Ralph Torres was stopped while walking because the officer thought he might be drunk and too young to be out after curfew. But the man’s ID showed he was over 21.
The officer, however, continued to detain Torres, finding out later Torres had two outstanding warrants in California and arrested him. At that point, he found a gun in Torres’ pocket and charged him as an ex-felon in possession of a firearm.
Lawyers for Torres moved to suppress the handgun evidence saying the officer had confirmed Torres was not in violation of curfew and had no suspicion Torres had committed any other crime at that point.
The district judge held despite the five minutes between that and the discovery of the California warrants, the arrest was legal.
The high court reversed the conviction ruling the officer’s continued detention of Torres after he was cleared of any curfew violation violated his rights because he was not free to walk away at that point. It ruled the officer must have an objective justification for continuing to detain someone at that point.
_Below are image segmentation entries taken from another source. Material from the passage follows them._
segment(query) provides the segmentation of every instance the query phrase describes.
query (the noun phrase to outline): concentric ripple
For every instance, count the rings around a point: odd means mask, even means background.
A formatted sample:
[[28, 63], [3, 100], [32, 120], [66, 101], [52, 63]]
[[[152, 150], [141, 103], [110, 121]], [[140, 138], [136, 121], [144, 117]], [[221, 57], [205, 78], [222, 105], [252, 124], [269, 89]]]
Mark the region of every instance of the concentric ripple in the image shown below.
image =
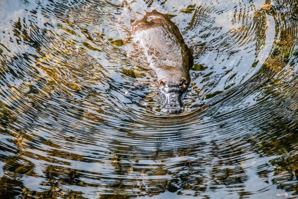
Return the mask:
[[127, 55], [119, 1], [2, 1], [0, 198], [298, 197], [297, 2], [135, 1], [193, 51], [183, 114]]

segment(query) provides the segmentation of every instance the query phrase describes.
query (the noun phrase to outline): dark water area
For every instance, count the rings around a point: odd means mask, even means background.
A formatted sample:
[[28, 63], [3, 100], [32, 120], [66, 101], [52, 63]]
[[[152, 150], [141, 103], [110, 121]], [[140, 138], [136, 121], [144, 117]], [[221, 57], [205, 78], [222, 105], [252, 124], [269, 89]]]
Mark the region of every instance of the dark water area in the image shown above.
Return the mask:
[[119, 1], [0, 0], [0, 198], [298, 198], [298, 1], [133, 5], [194, 51], [183, 114], [136, 77]]

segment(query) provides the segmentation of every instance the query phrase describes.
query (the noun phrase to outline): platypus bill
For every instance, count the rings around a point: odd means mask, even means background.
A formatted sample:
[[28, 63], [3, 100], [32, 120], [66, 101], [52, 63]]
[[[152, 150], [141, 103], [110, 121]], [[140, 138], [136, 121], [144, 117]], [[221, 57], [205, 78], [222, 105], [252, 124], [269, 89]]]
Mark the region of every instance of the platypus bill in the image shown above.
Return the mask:
[[189, 85], [189, 70], [193, 63], [191, 51], [170, 20], [173, 16], [155, 10], [146, 12], [142, 18], [132, 22], [130, 41], [124, 42], [133, 47], [128, 50], [128, 55], [135, 58], [138, 52], [139, 58], [148, 63], [142, 66], [156, 74], [164, 99], [161, 111], [171, 114], [184, 110], [181, 98]]

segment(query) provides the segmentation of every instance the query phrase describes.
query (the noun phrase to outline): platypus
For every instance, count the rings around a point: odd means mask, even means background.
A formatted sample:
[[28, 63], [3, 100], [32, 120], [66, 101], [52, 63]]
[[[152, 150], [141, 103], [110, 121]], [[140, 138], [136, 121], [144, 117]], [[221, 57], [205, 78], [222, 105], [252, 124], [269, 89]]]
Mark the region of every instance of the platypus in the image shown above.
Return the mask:
[[161, 111], [171, 114], [184, 110], [181, 98], [189, 85], [189, 71], [193, 63], [192, 51], [171, 21], [173, 16], [154, 10], [146, 12], [142, 18], [131, 20], [130, 35], [124, 42], [132, 47], [128, 54], [135, 57], [138, 54], [139, 58], [148, 63], [142, 66], [156, 74], [164, 99]]

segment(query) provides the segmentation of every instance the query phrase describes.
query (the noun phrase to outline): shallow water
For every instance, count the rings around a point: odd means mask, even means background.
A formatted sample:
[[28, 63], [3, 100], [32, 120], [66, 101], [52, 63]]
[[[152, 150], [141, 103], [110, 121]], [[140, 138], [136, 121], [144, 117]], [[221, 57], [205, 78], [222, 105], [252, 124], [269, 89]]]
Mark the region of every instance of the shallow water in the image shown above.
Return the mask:
[[125, 94], [119, 1], [0, 0], [0, 198], [298, 197], [298, 2], [145, 3], [193, 49], [183, 114]]

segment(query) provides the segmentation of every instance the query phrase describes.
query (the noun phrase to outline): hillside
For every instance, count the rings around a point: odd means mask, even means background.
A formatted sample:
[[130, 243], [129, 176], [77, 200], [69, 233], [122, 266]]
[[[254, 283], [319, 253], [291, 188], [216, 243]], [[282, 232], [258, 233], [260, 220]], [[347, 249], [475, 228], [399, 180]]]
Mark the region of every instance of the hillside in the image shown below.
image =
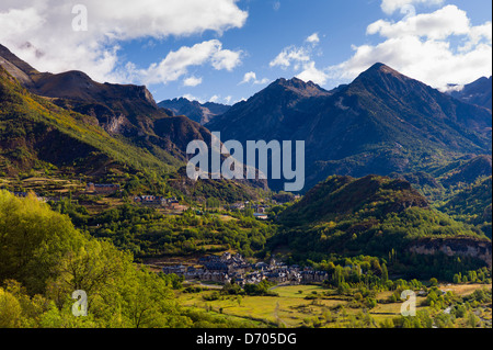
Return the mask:
[[176, 160], [164, 162], [145, 149], [111, 137], [94, 117], [62, 110], [22, 88], [0, 67], [1, 171], [77, 167], [93, 173], [98, 167], [128, 165], [171, 171]]
[[491, 176], [458, 191], [438, 208], [457, 221], [479, 226], [492, 237]]
[[[186, 160], [185, 137], [187, 142], [210, 139], [210, 133], [198, 123], [168, 115], [146, 87], [101, 83], [82, 71], [39, 72], [1, 45], [0, 66], [33, 94], [67, 111], [91, 116], [110, 135], [123, 136], [165, 162]], [[160, 127], [168, 123], [179, 126], [174, 129], [186, 129], [187, 135]]]
[[223, 139], [305, 140], [306, 190], [331, 174], [424, 171], [491, 153], [491, 111], [376, 64], [325, 91], [280, 79], [206, 126]]
[[467, 103], [477, 104], [492, 110], [492, 77], [482, 77], [466, 84], [460, 91], [450, 93], [454, 98]]

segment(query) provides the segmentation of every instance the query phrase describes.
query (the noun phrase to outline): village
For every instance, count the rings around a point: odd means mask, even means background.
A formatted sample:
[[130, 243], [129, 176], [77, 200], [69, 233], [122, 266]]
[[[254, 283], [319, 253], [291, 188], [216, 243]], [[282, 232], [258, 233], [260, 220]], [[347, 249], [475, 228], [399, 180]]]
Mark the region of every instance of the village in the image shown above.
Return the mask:
[[183, 264], [163, 267], [162, 272], [183, 276], [186, 281], [219, 284], [234, 282], [240, 286], [259, 284], [264, 280], [277, 284], [299, 285], [322, 283], [329, 279], [324, 271], [287, 266], [275, 259], [272, 259], [268, 264], [265, 262], [249, 263], [241, 255], [231, 255], [230, 252], [199, 258], [197, 267]]

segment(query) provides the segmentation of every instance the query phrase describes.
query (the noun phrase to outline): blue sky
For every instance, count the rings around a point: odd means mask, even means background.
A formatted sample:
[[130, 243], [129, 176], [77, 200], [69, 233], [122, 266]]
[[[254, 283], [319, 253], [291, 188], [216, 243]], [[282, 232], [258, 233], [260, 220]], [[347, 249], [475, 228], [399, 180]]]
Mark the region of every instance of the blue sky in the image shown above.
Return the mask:
[[[331, 89], [375, 61], [440, 89], [491, 75], [488, 0], [200, 1], [4, 0], [0, 43], [39, 70], [147, 84], [157, 101], [231, 104], [295, 76]], [[67, 30], [74, 3], [88, 32]]]

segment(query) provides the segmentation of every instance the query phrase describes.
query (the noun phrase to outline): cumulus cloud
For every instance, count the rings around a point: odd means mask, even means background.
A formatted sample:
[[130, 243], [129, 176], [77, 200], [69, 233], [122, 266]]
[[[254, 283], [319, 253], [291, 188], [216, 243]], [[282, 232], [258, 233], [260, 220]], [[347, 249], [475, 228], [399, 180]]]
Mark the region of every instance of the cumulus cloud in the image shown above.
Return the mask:
[[[119, 44], [136, 38], [164, 39], [205, 31], [242, 27], [248, 12], [237, 0], [85, 0], [88, 31], [72, 30], [73, 3], [2, 0], [0, 42], [42, 71], [78, 69], [100, 81], [127, 78], [115, 71]], [[216, 69], [238, 65], [234, 52], [218, 50]]]
[[307, 37], [307, 43], [314, 44], [314, 45], [319, 44], [320, 43], [319, 33], [313, 33], [309, 37]]
[[[131, 76], [141, 77], [147, 84], [168, 83], [187, 75], [190, 67], [203, 66], [207, 63], [217, 70], [231, 70], [241, 63], [240, 56], [241, 52], [223, 49], [221, 42], [211, 39], [170, 52], [161, 63], [152, 64], [147, 69], [139, 69]], [[191, 80], [188, 78], [187, 80], [188, 82], [197, 82], [197, 79]]]
[[313, 81], [318, 84], [324, 84], [330, 76], [324, 69], [318, 69], [312, 59], [312, 49], [320, 42], [318, 33], [310, 35], [305, 39], [308, 45], [298, 47], [289, 46], [284, 48], [277, 57], [271, 63], [271, 67], [279, 67], [284, 70], [291, 67], [297, 74], [296, 77], [303, 81]]
[[382, 0], [381, 10], [387, 14], [392, 14], [397, 10], [411, 9], [414, 4], [437, 5], [443, 3], [444, 0]]
[[367, 34], [383, 41], [353, 46], [355, 53], [348, 60], [330, 67], [331, 77], [354, 79], [381, 61], [440, 90], [449, 83], [469, 83], [492, 74], [491, 31], [491, 22], [473, 26], [456, 5], [395, 23], [379, 20], [367, 27]]
[[240, 82], [242, 83], [254, 83], [254, 84], [264, 84], [270, 82], [267, 78], [264, 79], [256, 79], [256, 74], [254, 71], [249, 71], [244, 75], [243, 80]]
[[183, 86], [185, 87], [197, 87], [202, 83], [202, 78], [197, 78], [197, 77], [188, 77], [186, 79], [183, 80]]

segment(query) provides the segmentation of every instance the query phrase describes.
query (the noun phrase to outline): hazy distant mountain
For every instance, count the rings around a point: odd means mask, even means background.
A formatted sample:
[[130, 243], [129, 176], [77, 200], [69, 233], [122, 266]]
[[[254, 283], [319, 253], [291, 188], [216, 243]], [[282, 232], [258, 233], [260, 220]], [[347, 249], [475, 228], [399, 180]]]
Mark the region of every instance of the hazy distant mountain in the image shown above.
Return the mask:
[[376, 64], [333, 91], [279, 79], [206, 126], [223, 140], [305, 140], [308, 190], [331, 174], [422, 171], [490, 154], [492, 114]]
[[209, 123], [215, 116], [226, 113], [231, 106], [220, 103], [190, 101], [185, 98], [164, 100], [158, 105], [171, 111], [174, 115], [185, 115], [202, 125]]
[[484, 106], [492, 110], [492, 77], [482, 77], [474, 82], [463, 87], [460, 91], [450, 93], [456, 99], [461, 101]]

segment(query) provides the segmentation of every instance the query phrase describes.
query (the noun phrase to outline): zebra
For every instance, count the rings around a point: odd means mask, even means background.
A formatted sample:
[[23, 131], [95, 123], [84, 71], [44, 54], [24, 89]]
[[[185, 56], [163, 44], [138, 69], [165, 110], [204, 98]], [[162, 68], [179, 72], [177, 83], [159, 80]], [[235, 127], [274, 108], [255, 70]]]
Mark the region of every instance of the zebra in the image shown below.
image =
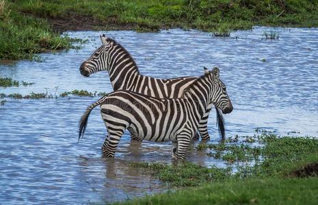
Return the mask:
[[[105, 34], [100, 36], [103, 45], [84, 61], [79, 68], [85, 77], [101, 71], [107, 70], [109, 74], [114, 90], [127, 90], [155, 98], [180, 98], [183, 92], [196, 77], [184, 77], [169, 79], [155, 79], [140, 74], [138, 67], [129, 53], [114, 39], [107, 38]], [[211, 107], [208, 107], [199, 124], [198, 132], [201, 138], [209, 140], [207, 131], [209, 113]], [[215, 107], [217, 124], [222, 139], [225, 139], [224, 118]], [[133, 136], [132, 139], [140, 140]], [[198, 139], [198, 135], [194, 139]]]
[[141, 139], [172, 141], [172, 156], [185, 159], [190, 140], [198, 132], [200, 120], [211, 104], [223, 113], [233, 109], [226, 86], [219, 79], [219, 68], [206, 70], [183, 92], [182, 98], [157, 98], [120, 90], [104, 96], [88, 107], [79, 121], [79, 141], [83, 137], [92, 110], [101, 105], [108, 135], [103, 155], [114, 157], [126, 129]]

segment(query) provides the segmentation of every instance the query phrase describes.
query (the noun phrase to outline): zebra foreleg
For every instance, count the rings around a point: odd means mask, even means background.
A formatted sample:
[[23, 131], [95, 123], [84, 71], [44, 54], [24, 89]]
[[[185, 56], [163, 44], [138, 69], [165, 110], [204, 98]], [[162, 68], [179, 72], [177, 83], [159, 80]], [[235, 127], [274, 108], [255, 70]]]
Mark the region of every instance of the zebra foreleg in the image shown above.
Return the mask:
[[209, 135], [208, 133], [208, 119], [210, 111], [211, 109], [207, 110], [199, 122], [198, 131], [202, 139], [210, 139], [210, 136]]
[[174, 156], [176, 159], [185, 159], [185, 153], [190, 144], [191, 137], [188, 135], [180, 135], [177, 136], [178, 148], [176, 153], [174, 153]]

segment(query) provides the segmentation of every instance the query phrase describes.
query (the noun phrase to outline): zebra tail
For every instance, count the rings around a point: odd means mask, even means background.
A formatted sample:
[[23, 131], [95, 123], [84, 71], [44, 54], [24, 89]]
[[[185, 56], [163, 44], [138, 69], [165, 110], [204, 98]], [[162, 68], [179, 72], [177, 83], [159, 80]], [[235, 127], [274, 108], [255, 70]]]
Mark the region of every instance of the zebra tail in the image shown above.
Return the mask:
[[95, 107], [101, 105], [104, 102], [104, 100], [106, 99], [106, 97], [107, 95], [105, 95], [103, 96], [101, 99], [98, 100], [96, 101], [93, 104], [92, 104], [90, 107], [88, 107], [86, 110], [85, 111], [84, 113], [81, 118], [81, 120], [79, 120], [79, 141], [81, 137], [84, 136], [85, 131], [86, 130], [86, 126], [88, 125], [88, 116], [90, 114], [90, 112], [93, 109], [95, 108]]
[[225, 139], [224, 118], [221, 111], [215, 107], [217, 125], [219, 128], [219, 133], [221, 134], [221, 140]]

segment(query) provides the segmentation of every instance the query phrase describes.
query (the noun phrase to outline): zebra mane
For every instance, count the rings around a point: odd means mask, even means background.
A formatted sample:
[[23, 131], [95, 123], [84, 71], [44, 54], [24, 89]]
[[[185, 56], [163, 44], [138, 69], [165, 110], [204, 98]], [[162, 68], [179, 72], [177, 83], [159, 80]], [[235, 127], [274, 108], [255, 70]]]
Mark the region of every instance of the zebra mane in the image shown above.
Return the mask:
[[[210, 74], [211, 74], [211, 71], [207, 72], [204, 74], [199, 77], [194, 82], [192, 82], [192, 83], [189, 85], [188, 88], [183, 91], [183, 93], [182, 94], [182, 98], [185, 97], [185, 94], [188, 92], [189, 88], [192, 87], [195, 85], [197, 85], [198, 82], [201, 81], [201, 79], [205, 77], [207, 77]], [[223, 115], [221, 113], [221, 111], [216, 107], [215, 107], [215, 109], [216, 111], [216, 119], [217, 119], [216, 124], [219, 129], [219, 133], [221, 135], [221, 140], [224, 141], [225, 140], [224, 118], [223, 117]]]
[[120, 47], [120, 49], [122, 49], [122, 50], [124, 50], [124, 53], [128, 55], [128, 57], [131, 59], [131, 61], [133, 62], [133, 65], [135, 66], [136, 70], [137, 70], [137, 72], [138, 72], [138, 74], [140, 74], [139, 72], [139, 69], [138, 69], [138, 66], [137, 66], [137, 64], [136, 64], [136, 62], [135, 61], [135, 59], [133, 59], [133, 57], [131, 56], [131, 55], [130, 54], [129, 52], [128, 52], [128, 51], [123, 46], [122, 46], [122, 44], [120, 44], [120, 43], [118, 43], [117, 41], [116, 41], [114, 39], [111, 38], [109, 38], [109, 37], [107, 37], [107, 41], [109, 42], [113, 42], [113, 44], [114, 45], [117, 45], [118, 46]]
[[204, 73], [204, 74], [201, 75], [200, 77], [198, 77], [195, 81], [194, 81], [190, 85], [188, 85], [187, 89], [185, 89], [183, 90], [183, 92], [181, 95], [182, 98], [185, 97], [185, 94], [189, 92], [189, 90], [191, 87], [193, 87], [195, 85], [198, 85], [198, 82], [200, 81], [201, 79], [205, 78], [206, 77], [208, 77], [211, 73], [211, 71], [209, 71], [209, 72]]

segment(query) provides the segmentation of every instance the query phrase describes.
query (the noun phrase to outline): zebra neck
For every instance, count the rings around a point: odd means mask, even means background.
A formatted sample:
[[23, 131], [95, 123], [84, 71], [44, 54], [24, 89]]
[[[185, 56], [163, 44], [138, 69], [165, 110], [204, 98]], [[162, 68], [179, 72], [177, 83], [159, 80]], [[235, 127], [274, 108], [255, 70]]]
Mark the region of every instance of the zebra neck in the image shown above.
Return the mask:
[[196, 111], [196, 115], [203, 116], [209, 103], [207, 100], [209, 96], [203, 92], [191, 88], [187, 94], [187, 98], [193, 110]]
[[[108, 64], [109, 78], [114, 90], [127, 89], [139, 76], [136, 63], [125, 50], [118, 48], [110, 53]], [[111, 55], [113, 54], [113, 55]]]

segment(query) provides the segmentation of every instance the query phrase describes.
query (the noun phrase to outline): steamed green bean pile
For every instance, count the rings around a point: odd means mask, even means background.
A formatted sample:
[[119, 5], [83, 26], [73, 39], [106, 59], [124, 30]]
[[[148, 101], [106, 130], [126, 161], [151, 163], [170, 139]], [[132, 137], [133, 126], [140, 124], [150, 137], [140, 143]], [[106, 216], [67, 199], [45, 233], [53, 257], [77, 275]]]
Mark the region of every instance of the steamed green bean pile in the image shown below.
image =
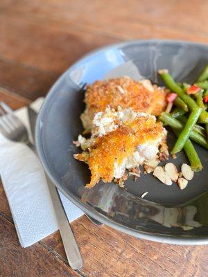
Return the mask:
[[177, 82], [167, 69], [159, 70], [159, 73], [171, 90], [167, 100], [175, 107], [159, 116], [177, 138], [171, 154], [184, 150], [192, 170], [200, 171], [202, 166], [191, 141], [208, 150], [208, 65], [193, 84]]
It also ruled Torres was justified in believing he was being detained because the officer still had custody of his ID card.
Because of that, the high court ruled unanimously the illegal firearms evidence must be suppressed because it was the “fruit of an illegal seizure.”
“We conclude that the further detention of Torres was not consensual at the time of the warrants check and, thus, Torres was illegally seized,” the opinion states.